Li et al. (2006) described 2 families with dilated cardiomyopathy segregating with mutation in the PSEN2 gene (CMD1V). The mutation was present in heterozygous state. Both were white families. Onset of cardiovascular disease occurred at the age of 48 to 55 years in one family. A mutation-positive family member had normal results on cardiovascular screening, suggesting reduced penetrance. One obligate carrier from the same family had the onset of dementia at age 75 years without evidence of cardiovascular disease. In the second family, 3 sibs received the diagnosis of DCM between ages 36 and 45 years. Two of the 5 mutation carriers in this family aged more than 35 years did not show evidence of cardiovascular disease, suggesting reduced penetrance and/or variable age at onset.

Molecular Genetics

Li et al. (2006) hypothesized that, since the presenilins are expressed in the heart and are critical to cardiac development, mutations in presenilins may also be associated with dilated cardiomyopathy. They evaluated a total of 315 index patients with DCM for sequence variation in PSEN1 (104311) and PSEN2. In 2 families, Li et al. (2006) found that idiopathic dilated cardiomyopathy segregated with a ser130-to-leu amino acid change (S130L; 600759.0008).
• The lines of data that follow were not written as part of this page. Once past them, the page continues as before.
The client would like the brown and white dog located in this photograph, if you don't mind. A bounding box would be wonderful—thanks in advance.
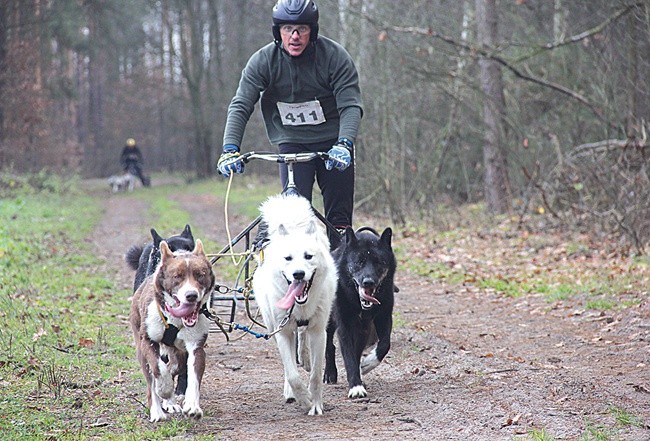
[129,240,215,422]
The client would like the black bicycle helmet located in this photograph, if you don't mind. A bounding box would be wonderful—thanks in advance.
[273,0,318,44]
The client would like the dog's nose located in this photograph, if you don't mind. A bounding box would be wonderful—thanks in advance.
[185,291,199,303]
[362,277,375,288]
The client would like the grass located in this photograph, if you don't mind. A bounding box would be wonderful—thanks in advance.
[0,174,268,440]
[0,176,141,439]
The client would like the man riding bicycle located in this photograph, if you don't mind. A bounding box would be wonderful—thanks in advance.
[120,138,149,187]
[217,0,363,245]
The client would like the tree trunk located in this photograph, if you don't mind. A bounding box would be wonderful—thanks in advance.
[476,0,511,213]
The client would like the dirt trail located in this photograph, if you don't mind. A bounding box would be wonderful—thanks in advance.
[94,183,650,441]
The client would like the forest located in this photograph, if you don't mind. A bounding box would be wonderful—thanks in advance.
[0,0,650,252]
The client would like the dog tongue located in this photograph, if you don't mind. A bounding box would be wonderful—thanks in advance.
[165,303,196,318]
[275,280,307,309]
[359,288,381,305]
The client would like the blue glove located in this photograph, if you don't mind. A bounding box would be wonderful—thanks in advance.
[325,138,353,171]
[217,144,244,178]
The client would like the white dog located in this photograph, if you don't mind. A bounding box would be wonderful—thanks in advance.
[253,195,337,415]
[108,173,135,193]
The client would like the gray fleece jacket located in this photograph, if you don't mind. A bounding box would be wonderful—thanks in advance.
[223,36,363,146]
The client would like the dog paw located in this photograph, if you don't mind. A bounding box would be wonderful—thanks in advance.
[162,397,182,413]
[149,407,169,423]
[183,403,203,420]
[300,357,311,372]
[359,351,381,375]
[348,385,368,398]
[307,404,323,415]
[323,371,338,384]
[154,366,174,400]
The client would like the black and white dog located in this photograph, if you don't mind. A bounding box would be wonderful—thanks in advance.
[323,227,397,398]
[124,224,194,292]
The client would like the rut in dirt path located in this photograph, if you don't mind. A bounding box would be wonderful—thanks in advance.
[88,188,650,441]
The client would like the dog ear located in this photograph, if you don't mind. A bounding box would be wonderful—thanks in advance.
[379,227,393,247]
[151,228,163,248]
[192,239,205,256]
[160,240,174,261]
[305,220,316,234]
[345,225,357,245]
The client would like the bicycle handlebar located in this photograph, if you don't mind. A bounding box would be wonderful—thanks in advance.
[239,152,326,164]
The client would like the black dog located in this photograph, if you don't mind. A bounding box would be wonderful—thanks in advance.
[323,227,397,398]
[125,225,194,292]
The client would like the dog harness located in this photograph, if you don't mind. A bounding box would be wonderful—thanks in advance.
[158,303,212,346]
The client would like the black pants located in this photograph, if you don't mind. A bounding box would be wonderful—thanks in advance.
[124,162,149,187]
[279,139,354,235]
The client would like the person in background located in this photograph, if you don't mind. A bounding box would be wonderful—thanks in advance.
[217,0,363,245]
[120,138,150,187]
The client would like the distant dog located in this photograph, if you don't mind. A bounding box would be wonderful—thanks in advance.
[129,240,215,422]
[253,195,336,415]
[108,173,136,193]
[323,227,397,398]
[124,224,194,292]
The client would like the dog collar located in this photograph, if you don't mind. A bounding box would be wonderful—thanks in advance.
[158,305,179,346]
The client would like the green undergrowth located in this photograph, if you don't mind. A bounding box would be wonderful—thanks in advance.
[0,178,140,439]
[0,175,263,440]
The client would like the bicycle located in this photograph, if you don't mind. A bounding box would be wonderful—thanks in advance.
[210,152,341,340]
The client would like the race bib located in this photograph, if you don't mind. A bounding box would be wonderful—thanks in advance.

This mutation had been reported in association with Alzheimer disease (606889) in a small kindred by Tedde et al. (2003). Li et al. (2006) also identified a novel mutation in the PSEN1 gene (104311.0034) in one family (CMD1U; 613694). Families positive for mutations underwent additional clinical, genetic, and functional studies. The PSEN1 mutation was associated with complete penetrance and progressive disease that resulted in the necessity of cardiac transplantation or in death. The PSEN2 mutation showed partial penetrance, milder disease, and a more favorable prognosis. Calcium signaling was altered in cultured fibroblasts from PSEN1 and PSEN2 mutation carriers.